Dalam Marketing Politik, memilih media massa untuk menentukan pemilih sangat penting, agar tepat sasaran. Para pemilih calon / kandidat politik, dibagi menjadi 4 segmen, yaitu :
1. Pemilih Tradisional ( aspeknya demografis atau agama )
2. Pemilih Rasional ( aspeknya pada problem solving yang dilakukan kandidat )
3. Pemilih Skeptis ( tidak peduli terhadap calon yang akan terpilih, cenderung golput )
4. Pemilih Kritis ( melihat problem solving dan ideologi yang sama )
Sumber : http://menulisilmu.files.wordpress.com/2011/11/politik.jpg |
Perilaku politik masyarakat Indonesia masih dipengaruhi oleh tokoh atau public figure, contohnya seperti selebritis. Voters ( pemilih ) cenderung memilih tokoh yang memiliki aspek popularity, likeability, dan electability. Lalu, ditambah dengan peran media yang melakukan mediatisasi dan marketing untuk memoles seorang calon / kandidat secara terus menerus hingga disukai voters dan akhirnya dipilih.
Proses Marketing sebenarnya adalah membuat "keinginan" menjadi "kebutuhan"

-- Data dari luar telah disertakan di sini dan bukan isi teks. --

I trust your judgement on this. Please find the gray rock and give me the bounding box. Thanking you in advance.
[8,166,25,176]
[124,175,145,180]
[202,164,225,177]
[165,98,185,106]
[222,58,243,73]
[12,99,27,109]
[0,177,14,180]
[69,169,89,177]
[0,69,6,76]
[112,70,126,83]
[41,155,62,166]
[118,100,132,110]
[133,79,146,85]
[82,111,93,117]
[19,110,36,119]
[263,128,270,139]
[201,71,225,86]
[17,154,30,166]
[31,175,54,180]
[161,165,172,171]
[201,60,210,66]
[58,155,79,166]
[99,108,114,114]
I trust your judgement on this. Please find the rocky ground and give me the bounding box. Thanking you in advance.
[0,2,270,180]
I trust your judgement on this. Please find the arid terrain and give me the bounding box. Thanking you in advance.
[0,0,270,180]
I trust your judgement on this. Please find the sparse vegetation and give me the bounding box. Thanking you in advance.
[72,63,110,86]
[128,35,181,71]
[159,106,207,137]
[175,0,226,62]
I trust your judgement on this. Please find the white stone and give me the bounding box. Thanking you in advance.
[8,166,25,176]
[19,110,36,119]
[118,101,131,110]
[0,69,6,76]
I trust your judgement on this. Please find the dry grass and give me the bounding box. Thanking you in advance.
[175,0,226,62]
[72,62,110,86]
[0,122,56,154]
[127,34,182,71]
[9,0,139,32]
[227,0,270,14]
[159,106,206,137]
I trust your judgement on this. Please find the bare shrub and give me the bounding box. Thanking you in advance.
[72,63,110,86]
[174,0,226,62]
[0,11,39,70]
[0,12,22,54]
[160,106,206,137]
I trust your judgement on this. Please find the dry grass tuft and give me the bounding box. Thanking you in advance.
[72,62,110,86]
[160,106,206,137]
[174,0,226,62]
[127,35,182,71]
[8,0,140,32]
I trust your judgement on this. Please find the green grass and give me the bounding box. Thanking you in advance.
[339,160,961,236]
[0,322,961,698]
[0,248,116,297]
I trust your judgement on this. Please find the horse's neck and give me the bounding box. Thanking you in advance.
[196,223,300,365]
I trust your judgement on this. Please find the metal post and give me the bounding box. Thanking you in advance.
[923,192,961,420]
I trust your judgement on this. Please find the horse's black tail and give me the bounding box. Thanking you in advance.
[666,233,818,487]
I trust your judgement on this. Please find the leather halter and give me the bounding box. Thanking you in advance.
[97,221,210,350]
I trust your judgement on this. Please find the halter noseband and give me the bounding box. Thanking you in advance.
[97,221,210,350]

Dampak negatif dari Mar-Pol :
1. Amerikanisasi dunia politik
2. Komersialisasi politik yang mereduksi arti politik itu sendiri
3. Menjauhkan masyarakat atas ikatan ideologi sebuah partai dengan massa / konstituennya
Sumber : http://us.123rf.com/400wm/400/400/cienpies/cienpies1210/cienpies121000044/15579482-us-elections-politics-marketing-communication-hand-holding-a-megaphone-with-icons-splash-file-layere.jpg |
Amerikanisasi memang belum pernah terjadi di Indonesia tapi sudah menunjukkan tanda-tanda akan ke sana seperti modernisasi poltik, contohnya kampanye yang selalu membangun citra.